Omissione contributiva e non evasione se il lavoratore è un falso autonomo
Pubblicato il 29 gennaio 2015
Nel vigore della
Legge n. 662/1996, in tema di obbligazioni contributive nei confronti delle gestioni previdenziali e assistenziali, il datore di lavoro che abbia denunziato il rapporto di lavoro quale autonomo, così come qualificato dalle parti, ed abbia provveduto al
versamento dei contributi al relativo ente previdenziale, deve pagare, in caso di obbligo contributivo successivamente riconosciuto in sede amministrativa o giudiziale, le sanzioni civili per
omissione ai sensi dell’art. 1, comma 217, lettera a), della suddetta legge e non già per
evasione contributiva.
Il suddetto principio di diritto è stato affermato dalla Corte di Cassazione, con la sentenza n.
1476 del 27 gennaio 2015 a proposito di un caso in cui un datore di lavoro aveva stipulato con un geometra un
contratto di lavoro qualificato dalle parti quale
autonomo e tale rapporto era stato denunziato alla Cassa Geometri alla quale erano stati versati i relativi contributi.

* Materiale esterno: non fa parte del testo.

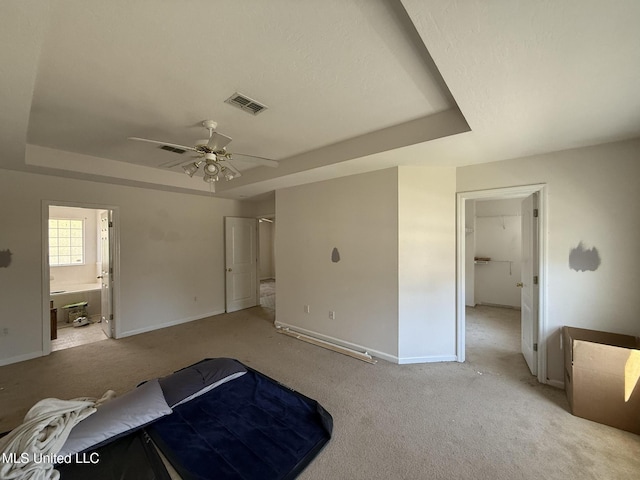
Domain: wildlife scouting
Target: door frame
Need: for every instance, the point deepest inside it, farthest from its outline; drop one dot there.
(256, 267)
(500, 194)
(46, 287)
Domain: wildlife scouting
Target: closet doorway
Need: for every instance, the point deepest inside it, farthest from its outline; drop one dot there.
(532, 283)
(267, 262)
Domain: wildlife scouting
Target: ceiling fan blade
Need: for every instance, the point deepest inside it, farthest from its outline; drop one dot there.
(174, 145)
(227, 164)
(265, 162)
(176, 163)
(218, 141)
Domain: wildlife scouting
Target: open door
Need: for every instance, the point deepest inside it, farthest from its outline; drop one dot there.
(241, 267)
(529, 282)
(106, 313)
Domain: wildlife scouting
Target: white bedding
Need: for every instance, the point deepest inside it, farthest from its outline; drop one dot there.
(27, 451)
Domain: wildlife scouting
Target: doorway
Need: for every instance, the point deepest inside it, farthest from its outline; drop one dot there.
(464, 283)
(79, 258)
(266, 264)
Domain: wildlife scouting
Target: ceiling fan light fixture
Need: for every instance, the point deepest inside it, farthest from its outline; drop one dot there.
(191, 168)
(211, 168)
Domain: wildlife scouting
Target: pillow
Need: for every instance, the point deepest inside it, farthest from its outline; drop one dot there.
(198, 379)
(118, 417)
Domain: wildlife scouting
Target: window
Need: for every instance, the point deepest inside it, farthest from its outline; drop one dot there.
(66, 242)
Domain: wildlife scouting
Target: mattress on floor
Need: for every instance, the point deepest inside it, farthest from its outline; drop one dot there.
(249, 428)
(229, 422)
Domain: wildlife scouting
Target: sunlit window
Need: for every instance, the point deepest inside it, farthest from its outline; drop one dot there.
(66, 242)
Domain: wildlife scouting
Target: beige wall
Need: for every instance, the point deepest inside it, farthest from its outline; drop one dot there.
(592, 198)
(358, 216)
(394, 288)
(171, 255)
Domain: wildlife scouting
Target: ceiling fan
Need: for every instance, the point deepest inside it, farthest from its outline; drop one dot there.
(212, 156)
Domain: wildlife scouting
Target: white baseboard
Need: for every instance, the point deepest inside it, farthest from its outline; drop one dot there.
(20, 358)
(172, 323)
(429, 359)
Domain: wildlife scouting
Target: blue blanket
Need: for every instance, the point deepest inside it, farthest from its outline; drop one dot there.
(249, 428)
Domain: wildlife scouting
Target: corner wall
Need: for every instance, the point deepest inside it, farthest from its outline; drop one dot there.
(357, 215)
(427, 264)
(592, 204)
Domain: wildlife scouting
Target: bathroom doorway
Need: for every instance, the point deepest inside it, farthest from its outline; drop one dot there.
(78, 253)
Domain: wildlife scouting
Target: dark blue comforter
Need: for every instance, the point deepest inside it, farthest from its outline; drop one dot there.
(251, 428)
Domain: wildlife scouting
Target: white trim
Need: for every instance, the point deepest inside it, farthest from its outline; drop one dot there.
(172, 323)
(497, 194)
(339, 342)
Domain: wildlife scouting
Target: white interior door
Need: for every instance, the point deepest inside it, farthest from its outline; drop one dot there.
(241, 266)
(529, 282)
(105, 277)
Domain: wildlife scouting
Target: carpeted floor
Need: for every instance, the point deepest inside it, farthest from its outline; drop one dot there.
(485, 419)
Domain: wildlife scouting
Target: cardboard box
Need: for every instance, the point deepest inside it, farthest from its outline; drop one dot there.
(602, 377)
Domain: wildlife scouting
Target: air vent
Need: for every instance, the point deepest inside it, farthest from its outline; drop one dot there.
(172, 149)
(245, 103)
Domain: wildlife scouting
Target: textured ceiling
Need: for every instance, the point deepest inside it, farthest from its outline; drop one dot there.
(351, 85)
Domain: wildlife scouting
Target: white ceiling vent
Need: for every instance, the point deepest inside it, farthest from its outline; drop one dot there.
(245, 103)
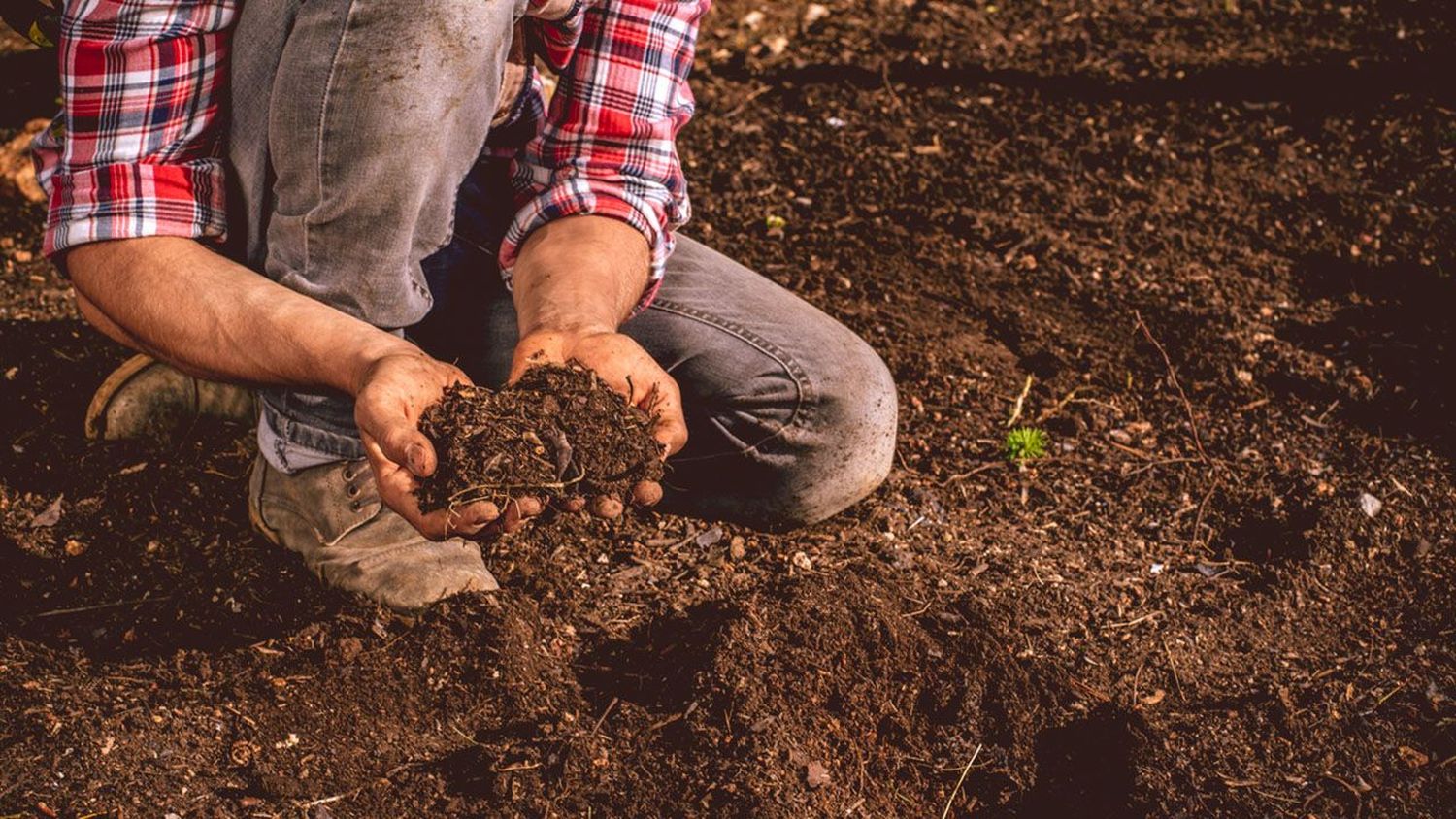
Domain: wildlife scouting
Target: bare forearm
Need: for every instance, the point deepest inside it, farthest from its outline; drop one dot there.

Tuttavia, a seguito di accertamento giudiziale, il rapporto di lavoro era stato
riconosciuto di natura subordinata ma, per la Suprema Corte,
questo non vale ad integrare la fattispecie dell’evasione contributiva, poiché, da un lato, dagli elementi acquisiti al processo non è risultato che vi fosse da parte della società la volontà o il deliberato proposito di occultare il rapporto di lavoro - elementi questi che, ancorché non presentì nella formulazione di cui alla Legge n. 662/96, sono desumibili dalla locuzione “evasione” cui fa riferimento tale legge e che sono stati tenuti presenti successivamente dal legislatore del 2000 nel riformulare le sanzioni civili - dall’altro, il datore di lavoro aveva, per l’appunto, regolarmente denunziato il rapporto di lavoro quale autonomo, ancorché allo stesso sia stata poi attribuita per via giudiziale una
qualificazione giuridica diversa da quella convenuta dalle parti.